Мы помнили обычное поселение сплошь из деревянных домов на берегу реки, княжеский дворец, построенный в XIV веке и православную старейшую церковь св. Николая. Ходить, рассматривая изменившийся и некогда бывший совершенно другим твой родной город, наверное, было по меньшей мере странно. Я, все время оборачиваясь на Уорренрайта, пытался понять, о чем он думал. Но проще было спросить.
— Скажи, какого это, видеть, как изменился Куртя-де-Арджеш?
Он некоторое время молчал, но потом все-таки ответил:
— Я бы сказал, что больно, но это не так.
— Почему? — Меня несколько разобрало удивление.
— Со временем ты принимаешь как данность, что все меняется. Ты ведь видел свой Лондон. Тебе было больно?

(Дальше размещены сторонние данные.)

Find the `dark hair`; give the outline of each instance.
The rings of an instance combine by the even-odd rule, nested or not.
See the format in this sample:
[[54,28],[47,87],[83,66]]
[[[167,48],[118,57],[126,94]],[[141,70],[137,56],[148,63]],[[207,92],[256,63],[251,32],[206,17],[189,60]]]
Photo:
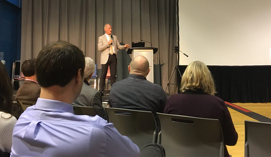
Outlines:
[[60,40],[44,47],[35,65],[37,81],[41,87],[64,87],[77,75],[80,68],[83,77],[85,56],[75,46]]
[[30,77],[35,75],[35,61],[33,58],[26,60],[22,64],[22,72],[25,77]]
[[13,100],[11,81],[4,65],[0,62],[0,110],[11,113]]

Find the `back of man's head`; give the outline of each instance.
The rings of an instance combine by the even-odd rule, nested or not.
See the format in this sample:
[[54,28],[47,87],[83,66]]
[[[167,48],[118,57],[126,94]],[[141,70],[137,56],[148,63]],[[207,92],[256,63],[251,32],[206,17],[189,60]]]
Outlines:
[[148,75],[149,61],[142,55],[137,55],[133,59],[129,66],[130,74],[141,75],[146,77]]
[[25,77],[31,77],[35,75],[35,60],[34,58],[26,60],[22,64],[22,72]]
[[39,52],[35,62],[37,81],[42,87],[64,87],[77,76],[84,75],[85,56],[77,47],[63,41],[52,42]]

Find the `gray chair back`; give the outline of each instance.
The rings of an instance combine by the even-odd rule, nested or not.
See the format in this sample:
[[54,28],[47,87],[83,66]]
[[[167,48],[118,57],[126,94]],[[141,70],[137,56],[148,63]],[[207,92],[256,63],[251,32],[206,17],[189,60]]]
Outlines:
[[24,111],[26,110],[27,107],[36,104],[36,102],[30,102],[24,100],[18,100],[18,102],[21,105]]
[[95,116],[97,114],[94,108],[92,106],[82,106],[72,105],[73,112],[76,115],[87,115]]
[[167,157],[224,157],[222,131],[218,119],[157,113],[158,143]]
[[245,121],[245,157],[271,157],[271,123]]
[[109,123],[123,135],[127,136],[139,148],[146,143],[154,143],[156,124],[152,113],[105,107]]

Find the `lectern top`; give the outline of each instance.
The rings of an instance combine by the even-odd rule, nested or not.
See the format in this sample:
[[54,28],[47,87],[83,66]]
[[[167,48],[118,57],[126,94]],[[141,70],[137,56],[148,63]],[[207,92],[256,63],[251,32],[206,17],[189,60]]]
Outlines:
[[149,48],[149,47],[143,47],[143,48],[132,48],[128,49],[127,50],[127,54],[132,54],[132,52],[134,50],[153,50],[153,54],[155,54],[157,51],[158,51],[158,48]]

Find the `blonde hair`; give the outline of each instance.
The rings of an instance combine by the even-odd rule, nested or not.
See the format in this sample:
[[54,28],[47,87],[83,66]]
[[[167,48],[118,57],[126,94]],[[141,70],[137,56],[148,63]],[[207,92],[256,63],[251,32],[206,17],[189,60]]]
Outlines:
[[84,79],[86,79],[90,77],[91,74],[94,73],[96,66],[95,62],[93,59],[90,57],[85,57],[85,61],[86,62],[86,66],[84,70]]
[[181,92],[186,90],[202,89],[204,92],[211,95],[216,93],[214,80],[208,67],[199,61],[194,61],[187,66],[183,73],[181,83]]

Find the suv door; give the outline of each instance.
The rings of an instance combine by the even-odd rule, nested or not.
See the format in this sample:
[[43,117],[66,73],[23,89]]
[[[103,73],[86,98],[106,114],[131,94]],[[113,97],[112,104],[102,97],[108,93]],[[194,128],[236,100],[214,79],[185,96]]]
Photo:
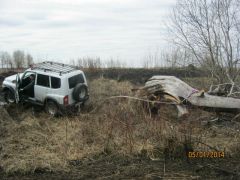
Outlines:
[[[18,79],[19,79],[19,75],[17,75],[16,76],[16,89],[19,91],[19,90],[21,90],[21,89],[24,89],[24,88],[26,88],[26,86],[28,86],[30,83],[31,83],[31,78],[30,78],[30,76],[33,76],[34,77],[34,79],[33,79],[33,86],[30,86],[30,87],[28,87],[28,89],[25,89],[22,93],[20,93],[21,95],[26,95],[26,96],[28,96],[28,97],[31,97],[31,98],[33,98],[34,97],[34,94],[35,94],[35,92],[34,92],[34,86],[35,86],[35,83],[36,83],[36,81],[35,81],[35,77],[36,77],[36,73],[35,72],[32,72],[32,71],[26,71],[23,75],[22,75],[22,77],[21,77],[21,80],[19,81]],[[18,92],[17,91],[17,92]],[[16,96],[17,96],[17,99],[18,99],[18,96],[19,96],[19,94],[18,93],[16,93]]]
[[36,100],[43,103],[48,91],[50,90],[49,76],[45,74],[37,74],[34,90]]

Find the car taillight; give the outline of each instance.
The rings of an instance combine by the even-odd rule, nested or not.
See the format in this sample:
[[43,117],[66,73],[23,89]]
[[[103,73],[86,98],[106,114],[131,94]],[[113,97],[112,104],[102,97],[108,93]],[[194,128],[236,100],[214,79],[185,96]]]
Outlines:
[[63,104],[64,104],[64,105],[68,105],[68,96],[65,96],[65,97],[63,98]]

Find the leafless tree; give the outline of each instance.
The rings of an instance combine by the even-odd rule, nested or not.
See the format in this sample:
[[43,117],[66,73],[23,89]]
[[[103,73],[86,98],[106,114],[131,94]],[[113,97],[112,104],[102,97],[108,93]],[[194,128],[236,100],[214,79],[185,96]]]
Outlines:
[[8,52],[1,52],[0,59],[2,69],[8,70],[9,67],[12,69],[12,58]]
[[16,68],[23,68],[24,67],[24,52],[17,50],[13,52],[13,60],[16,65]]
[[33,64],[33,57],[30,54],[27,54],[26,56],[27,60],[27,66],[29,67],[31,64]]
[[234,83],[240,62],[239,0],[180,0],[170,29],[174,43],[190,51],[213,77]]

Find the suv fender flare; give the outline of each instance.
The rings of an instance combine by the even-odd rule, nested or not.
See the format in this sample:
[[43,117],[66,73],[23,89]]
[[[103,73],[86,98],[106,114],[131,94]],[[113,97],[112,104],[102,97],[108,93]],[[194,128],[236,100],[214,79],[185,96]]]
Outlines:
[[44,103],[43,103],[44,106],[46,105],[47,101],[53,101],[53,102],[55,102],[59,106],[59,103],[54,98],[51,98],[51,97],[46,97],[44,99]]

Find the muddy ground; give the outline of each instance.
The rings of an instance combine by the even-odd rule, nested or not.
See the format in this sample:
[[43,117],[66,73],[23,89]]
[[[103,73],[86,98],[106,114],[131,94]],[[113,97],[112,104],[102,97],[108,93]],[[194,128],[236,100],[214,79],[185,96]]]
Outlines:
[[[1,179],[240,179],[235,114],[191,109],[177,119],[167,107],[150,118],[125,100],[101,105],[110,95],[131,95],[132,84],[97,79],[89,86],[92,99],[80,115],[0,107]],[[188,158],[189,151],[225,154]]]

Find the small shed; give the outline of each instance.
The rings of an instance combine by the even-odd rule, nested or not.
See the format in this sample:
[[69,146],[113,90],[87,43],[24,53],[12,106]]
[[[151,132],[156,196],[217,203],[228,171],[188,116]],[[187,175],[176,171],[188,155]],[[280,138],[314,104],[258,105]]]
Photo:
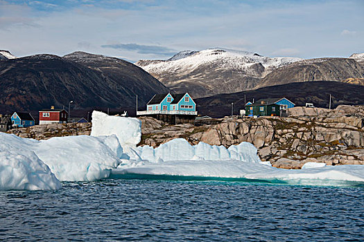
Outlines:
[[11,115],[12,126],[19,128],[26,128],[35,124],[34,118],[30,113],[15,112]]
[[83,117],[72,117],[68,119],[69,122],[88,122]]
[[279,116],[279,105],[267,104],[264,101],[255,102],[245,106],[245,113],[248,116]]
[[52,106],[51,109],[40,111],[40,124],[62,124],[67,122],[68,112],[64,109],[55,109]]
[[6,132],[11,129],[11,116],[0,114],[0,132]]

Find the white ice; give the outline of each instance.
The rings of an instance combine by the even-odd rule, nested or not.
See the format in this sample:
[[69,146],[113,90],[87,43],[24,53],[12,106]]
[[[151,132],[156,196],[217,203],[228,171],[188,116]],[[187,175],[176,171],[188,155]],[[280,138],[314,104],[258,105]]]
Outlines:
[[[121,164],[114,174],[147,174],[240,178],[291,184],[336,184],[338,180],[364,183],[364,165],[340,165],[302,170],[284,169],[240,160],[171,160]],[[319,181],[318,181],[319,180]]]
[[326,164],[323,162],[306,162],[304,163],[301,169],[312,169],[326,167]]
[[143,160],[157,162],[186,160],[237,160],[249,162],[259,162],[257,148],[250,143],[243,142],[232,145],[228,149],[223,146],[209,145],[202,142],[191,145],[186,140],[177,138],[154,149],[149,146],[139,147],[137,153]]
[[88,136],[52,138],[40,142],[34,150],[62,181],[92,181],[107,178],[111,169],[121,162],[103,139]]
[[136,146],[141,137],[141,123],[135,118],[109,116],[94,111],[92,112],[92,136],[116,135],[120,144]]
[[46,165],[31,151],[37,142],[0,132],[0,190],[61,187]]

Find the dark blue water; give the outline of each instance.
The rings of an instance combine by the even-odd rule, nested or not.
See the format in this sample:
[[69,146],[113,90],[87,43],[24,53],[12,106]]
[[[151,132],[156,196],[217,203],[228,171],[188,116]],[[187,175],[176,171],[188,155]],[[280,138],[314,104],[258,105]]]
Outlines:
[[1,192],[0,240],[363,241],[364,189],[110,179]]

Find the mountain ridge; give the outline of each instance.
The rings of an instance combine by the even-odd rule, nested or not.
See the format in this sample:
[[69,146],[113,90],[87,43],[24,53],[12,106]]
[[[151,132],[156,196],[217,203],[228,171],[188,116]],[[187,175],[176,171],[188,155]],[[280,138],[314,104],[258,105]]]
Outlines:
[[252,89],[272,70],[302,59],[270,58],[252,52],[220,48],[189,50],[188,55],[184,53],[177,54],[178,58],[167,60],[139,60],[136,65],[171,90],[188,91],[199,97]]

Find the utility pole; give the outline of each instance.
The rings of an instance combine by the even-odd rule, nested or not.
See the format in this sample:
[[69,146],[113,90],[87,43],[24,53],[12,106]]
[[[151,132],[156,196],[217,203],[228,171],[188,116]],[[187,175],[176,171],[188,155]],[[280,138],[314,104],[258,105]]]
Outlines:
[[234,102],[232,102],[232,118],[233,110],[234,110]]
[[329,102],[329,109],[331,109],[331,95],[330,94],[330,102]]
[[73,102],[73,100],[71,100],[68,102],[68,118],[71,118],[71,104]]

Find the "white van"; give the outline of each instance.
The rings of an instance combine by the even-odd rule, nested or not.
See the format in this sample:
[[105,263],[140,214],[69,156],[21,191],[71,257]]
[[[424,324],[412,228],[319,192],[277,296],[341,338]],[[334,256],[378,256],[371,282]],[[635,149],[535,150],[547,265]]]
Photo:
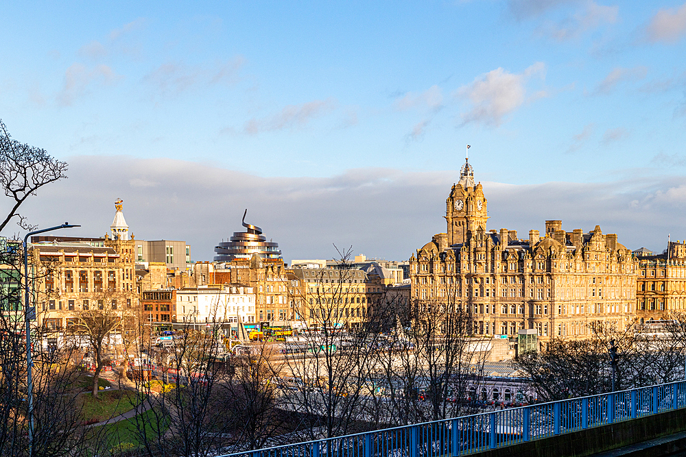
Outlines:
[[158,336],[155,345],[158,347],[174,346],[174,336]]

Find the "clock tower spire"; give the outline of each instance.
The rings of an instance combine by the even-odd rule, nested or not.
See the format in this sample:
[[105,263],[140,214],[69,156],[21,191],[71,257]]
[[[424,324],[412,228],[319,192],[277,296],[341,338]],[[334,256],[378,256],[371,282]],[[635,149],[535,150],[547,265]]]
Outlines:
[[[467,146],[467,149],[470,147]],[[471,236],[471,232],[480,228],[486,232],[488,219],[481,183],[474,184],[474,169],[469,156],[460,170],[460,181],[453,184],[446,200],[445,220],[447,222],[448,245],[462,244]]]

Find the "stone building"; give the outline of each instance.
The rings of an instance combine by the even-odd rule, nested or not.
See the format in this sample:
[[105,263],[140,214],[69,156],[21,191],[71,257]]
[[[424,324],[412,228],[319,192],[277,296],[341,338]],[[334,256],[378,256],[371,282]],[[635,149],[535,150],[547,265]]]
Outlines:
[[236,258],[226,262],[198,262],[193,267],[197,286],[221,286],[230,284],[249,287],[255,294],[258,323],[286,325],[294,319],[288,290],[287,269],[281,258]]
[[672,312],[684,312],[686,241],[670,242],[664,254],[641,256],[639,271],[636,316],[639,323],[669,319]]
[[296,268],[292,274],[300,285],[293,289],[298,294],[294,298],[299,320],[311,328],[362,322],[385,288],[378,277],[355,268]]
[[139,309],[134,241],[129,237],[121,203],[115,203],[111,238],[32,238],[29,249],[38,324],[45,329],[68,328],[76,312],[91,307],[126,314]]
[[522,239],[488,230],[487,204],[466,161],[446,200],[447,232],[410,260],[413,303],[462,306],[479,335],[536,329],[543,341],[584,338],[593,321],[632,322],[637,262],[617,235],[547,221],[543,236],[530,230]]

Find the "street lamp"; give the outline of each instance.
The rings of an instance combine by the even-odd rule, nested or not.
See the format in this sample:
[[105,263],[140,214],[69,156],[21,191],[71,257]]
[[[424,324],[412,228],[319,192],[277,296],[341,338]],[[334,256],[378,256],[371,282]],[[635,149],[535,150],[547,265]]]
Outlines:
[[27,249],[27,240],[29,236],[45,232],[51,232],[61,228],[71,228],[72,227],[81,227],[65,222],[61,225],[51,227],[50,228],[43,229],[29,232],[24,236],[24,243],[22,247],[24,249],[24,321],[26,324],[26,384],[29,404],[29,457],[33,455],[34,452],[34,393],[33,380],[32,379],[32,369],[34,363],[31,360],[31,321],[36,319],[36,307],[29,306],[29,256],[28,249]]
[[615,377],[617,372],[617,346],[615,340],[610,340],[610,365],[612,367],[612,391],[615,391]]

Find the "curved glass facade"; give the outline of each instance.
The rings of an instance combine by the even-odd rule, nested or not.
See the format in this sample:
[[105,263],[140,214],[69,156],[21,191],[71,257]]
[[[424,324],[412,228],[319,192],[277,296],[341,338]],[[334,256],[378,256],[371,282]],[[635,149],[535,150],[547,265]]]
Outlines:
[[257,254],[263,259],[281,258],[281,251],[279,249],[279,243],[268,242],[265,236],[262,235],[262,229],[257,225],[246,223],[246,214],[243,214],[243,226],[247,230],[245,232],[234,232],[233,236],[229,241],[219,243],[215,247],[217,255],[214,260],[217,262],[230,262],[235,258],[247,258]]

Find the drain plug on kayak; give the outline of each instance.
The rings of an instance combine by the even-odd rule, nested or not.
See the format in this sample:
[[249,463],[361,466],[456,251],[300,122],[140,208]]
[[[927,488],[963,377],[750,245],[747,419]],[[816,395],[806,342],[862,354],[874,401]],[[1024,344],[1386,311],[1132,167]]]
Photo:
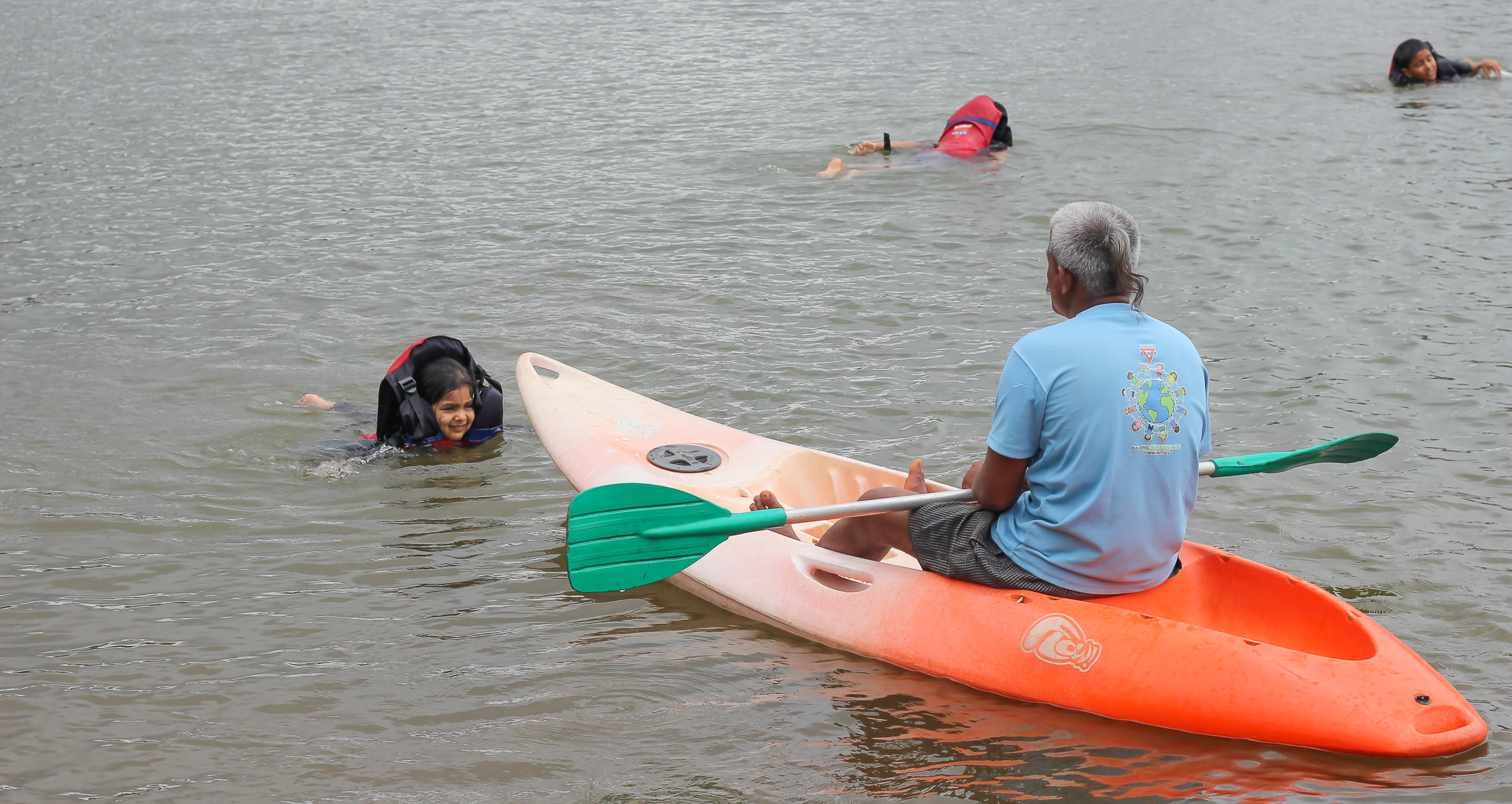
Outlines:
[[667,472],[708,472],[720,465],[720,453],[697,444],[665,444],[646,453],[646,459],[656,468]]

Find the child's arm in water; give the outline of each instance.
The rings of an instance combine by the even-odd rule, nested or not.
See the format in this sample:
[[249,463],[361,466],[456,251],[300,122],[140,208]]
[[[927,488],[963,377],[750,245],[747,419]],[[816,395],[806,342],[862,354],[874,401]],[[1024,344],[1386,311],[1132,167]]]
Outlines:
[[[901,141],[897,141],[897,142],[892,144],[892,147],[894,148],[925,148],[925,147],[933,148],[934,144],[933,142],[901,142]],[[863,139],[863,141],[860,141],[860,145],[856,145],[854,148],[851,148],[851,156],[874,154],[874,153],[877,153],[880,150],[881,150],[881,144],[880,142],[872,142],[869,139]]]

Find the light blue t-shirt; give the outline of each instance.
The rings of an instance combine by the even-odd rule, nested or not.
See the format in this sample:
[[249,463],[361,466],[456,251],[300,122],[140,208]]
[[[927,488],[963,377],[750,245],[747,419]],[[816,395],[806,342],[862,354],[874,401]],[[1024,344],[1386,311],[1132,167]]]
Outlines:
[[1019,567],[1087,594],[1170,576],[1213,449],[1208,372],[1187,336],[1099,304],[1019,339],[987,446],[1030,458],[1025,491],[992,526]]

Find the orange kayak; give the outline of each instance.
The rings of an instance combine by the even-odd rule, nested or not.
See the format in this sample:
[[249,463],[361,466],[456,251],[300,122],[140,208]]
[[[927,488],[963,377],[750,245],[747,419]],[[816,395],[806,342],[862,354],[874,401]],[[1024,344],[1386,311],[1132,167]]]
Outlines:
[[[762,490],[800,508],[903,481],[543,355],[520,355],[516,381],[541,443],[579,490],[659,484],[745,511]],[[1066,600],[951,580],[897,552],[874,562],[810,544],[827,527],[797,526],[807,541],[730,537],[670,580],[816,642],[1108,718],[1388,757],[1448,756],[1486,738],[1465,698],[1370,617],[1216,547],[1185,543],[1182,571],[1154,589]]]

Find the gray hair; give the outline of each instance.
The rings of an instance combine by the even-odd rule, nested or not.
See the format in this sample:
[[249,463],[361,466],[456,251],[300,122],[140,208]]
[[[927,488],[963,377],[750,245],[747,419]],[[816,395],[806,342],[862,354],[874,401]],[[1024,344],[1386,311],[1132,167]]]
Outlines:
[[1137,307],[1145,298],[1139,267],[1139,224],[1105,201],[1075,201],[1049,219],[1049,254],[1098,299],[1128,295]]

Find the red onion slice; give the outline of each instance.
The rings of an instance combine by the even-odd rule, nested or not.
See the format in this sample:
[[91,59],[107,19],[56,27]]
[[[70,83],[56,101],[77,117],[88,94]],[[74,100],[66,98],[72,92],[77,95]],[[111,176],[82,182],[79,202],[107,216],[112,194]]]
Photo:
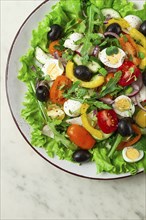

— Нет, — я вдумчиво ответил. — Потому что он стал лучше. Красивее. Совершеннее.
— В этом и дело, — Джон присел на скамейку и вытянул ноги. Его белые кроссовки превратились во что-то несусветное. — Что все меняется. И меняется к лучшему на самом деле.
— Всё ли? — Присев рядом, я повторил его движение.
— Главное увидеть это лучшее. Тебя казнили на этой самой площади. Сейчас здесь стоят скамейки, люди отдыхают, читают, дышат свежим воздухом.
— Прямо здесь… — я обвел глазами это место.
— А теперь никому и в голову не придет повесить юношу за колдовство. Конечно, у людей сейчас другие пороки и судят совсем за другое, но и это не может не радовать.
Мы сидели и просто смотрели на проходящих мимо людей, думающих о чем-то своем. Могли ли эти люди, румыны, что жили здесь всего ничего, представить, что рядом с ними сидящий на лавке человек в джинсах и белых кроссовках — тот, кто раньше правил всем этим княжеством. Такие вещи иной раз просто не укладываются в голове.